A few days ago I open-sourced fable-mode, a set of Claude Code hooks that make Opus 4.8 behave like Fable 5. It re-injects a block of conduct norms into the model on every turn — lead with the answer, don't touch files you weren't asked about, verify before you report.
Two things bothered me after launch. The norm block was 1,377 characters and went in on every single turn, so a one-line question was paying 860 tokens of preamble it never needed. And the cost figure I published, 0.70× Fable, was a three-task average that hid a much uglier per-task shape.
v1.4 is the record of fixing both — and of sealing one regression with code instead of trust.
Not every turn needs the whole block
Re-injecting every turn is deliberate: in a long conversation, an instruction at the top of the system prompt gets buried, so fable-mode keeps the norms in the "always most recent" slot. But a turn where you ask the model to do work needs the full block — respect scope, inspect before you overwrite, prove "done" with a tool result — while "what's the difference between rebase and merge?" needs almost none of it.
So v1.4 splits injection by turn size. Major turns (real work), the session's first turn, and every fifth turn get the full 1,377-character block. Every other short-Q&A turn gets a 214-character reminder that opens with "the full norms injected earlier still apply" and lists six essentials. That's 860 tokens down to 134 on a minor turn — 84% less — while the every-fifth-turn refresh keeps the anchor from fading. Across a session where half the turns are short, total injection overhead drops about 34%.
Measure what you inject
If you make claims in tokens, you have to observe the tokens. v1.4 logs every injection — type and character count — to a file, and /fable-mode status reports the session's full-versus-reminder counts and their token cost. Every number in this post came from that log, not an estimate. The most common failure when you steer a model through prompts is not knowing how much you're feeding it; making it observable is how you avoid the tax quietly outgrowing the benefit.
grep instead of trust
fable-mode forces a self-check before a major turn ends: Claude Code's Stop hook returns decision:block, the model can't finish, and it takes one more pass to verify its claims. In v1.3 that check occasionally leaked into the user's output — a stray "self-verification passed" in the final answer. I had fixed it by asking the model not to mention the check. That holds most of the time. Most.
v1.4 stopped trusting it and greps the final message instead:
if printf '%s' "$LAST_TEXT" | grep -qiE 'self-check|self-verif|fable-mode|conduct block'; then
# detected → drop a .leakfix marker and force exactly one rewrite
...
fi
One rewrite, capped by a marker so there's no loop, with a carve-out: if the term is genuinely the task's subject — a session about the kit itself — resubmit as-is. A behavior you enforced with a prompt should not be verified only with a prompt.
The truth behind 0.70×
Building v1.4, I widened to four task types and re-measured. The aggregate held near the old number at 0.72× Fable, but the average was hiding the shape.

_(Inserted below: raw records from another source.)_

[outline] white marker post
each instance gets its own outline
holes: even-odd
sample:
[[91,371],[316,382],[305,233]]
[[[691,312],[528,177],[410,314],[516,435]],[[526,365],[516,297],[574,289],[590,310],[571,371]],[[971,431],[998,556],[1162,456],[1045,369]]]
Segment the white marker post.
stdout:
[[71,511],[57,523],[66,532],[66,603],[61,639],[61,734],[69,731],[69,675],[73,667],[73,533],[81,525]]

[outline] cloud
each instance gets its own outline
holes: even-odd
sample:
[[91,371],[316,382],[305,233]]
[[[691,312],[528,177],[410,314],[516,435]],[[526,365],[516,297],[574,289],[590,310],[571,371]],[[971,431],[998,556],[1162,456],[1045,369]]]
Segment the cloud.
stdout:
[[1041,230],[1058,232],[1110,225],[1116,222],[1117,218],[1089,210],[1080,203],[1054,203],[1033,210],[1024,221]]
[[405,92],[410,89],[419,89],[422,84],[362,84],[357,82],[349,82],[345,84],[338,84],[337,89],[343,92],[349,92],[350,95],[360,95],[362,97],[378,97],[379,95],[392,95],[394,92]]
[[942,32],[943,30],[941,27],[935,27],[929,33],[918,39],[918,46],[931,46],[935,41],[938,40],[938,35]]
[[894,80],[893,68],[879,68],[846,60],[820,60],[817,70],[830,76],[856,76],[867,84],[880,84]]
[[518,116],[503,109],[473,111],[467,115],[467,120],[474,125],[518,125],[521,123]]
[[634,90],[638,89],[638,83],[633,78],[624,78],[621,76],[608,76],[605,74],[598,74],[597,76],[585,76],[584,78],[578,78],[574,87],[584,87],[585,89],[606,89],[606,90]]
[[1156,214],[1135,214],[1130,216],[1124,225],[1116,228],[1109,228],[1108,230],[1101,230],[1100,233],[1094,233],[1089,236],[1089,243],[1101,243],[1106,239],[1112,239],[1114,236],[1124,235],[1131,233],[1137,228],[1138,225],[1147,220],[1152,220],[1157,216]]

| task | bare Opus | + stack | Fable | stack/Fable |
|---|---|---|---|---|
| diagnosis | $0.23 | $0.28 | $0.49 | 0.57× |
| implementation | $0.34 | $0.45 | $0.49 | 0.91× |
| ambiguous cleanup | $0.86 | $1.13 | $1.52 | 0.74× |
| simple question | $0.12 | $0.13 | $0.27 | 0.49× |
On implementation the stack was only 9% cheaper than Fable, because it burns extra tokens on the self-check turns. On ambiguous cleanup it cost 31% more than bare Opus — the price of the correction turns that buy the conduct. fable-mode isn't free; you pay in turns, not quality. The aggregate still wins because Fable's unit price is 2× — it writes half the output tokens and loses anyway. And the deliverables matched: all three slugify implementations produced identical results on shared test cases.
The fourth hook also settled in v1.4 — a SubagentStart hook that injects the norms into subagents at spawn, closing the gap where fan-out workers ran bare. What stays open is the weights: 97% is a conduct score, and entangled reasoning or long autonomous runs still belong on Fable, or on Opus with fan-out plus adversarial verification.
A behavior you enforced with a prompt — don't trust with a prompt alone. Measure what you can measure, grep what you can grep.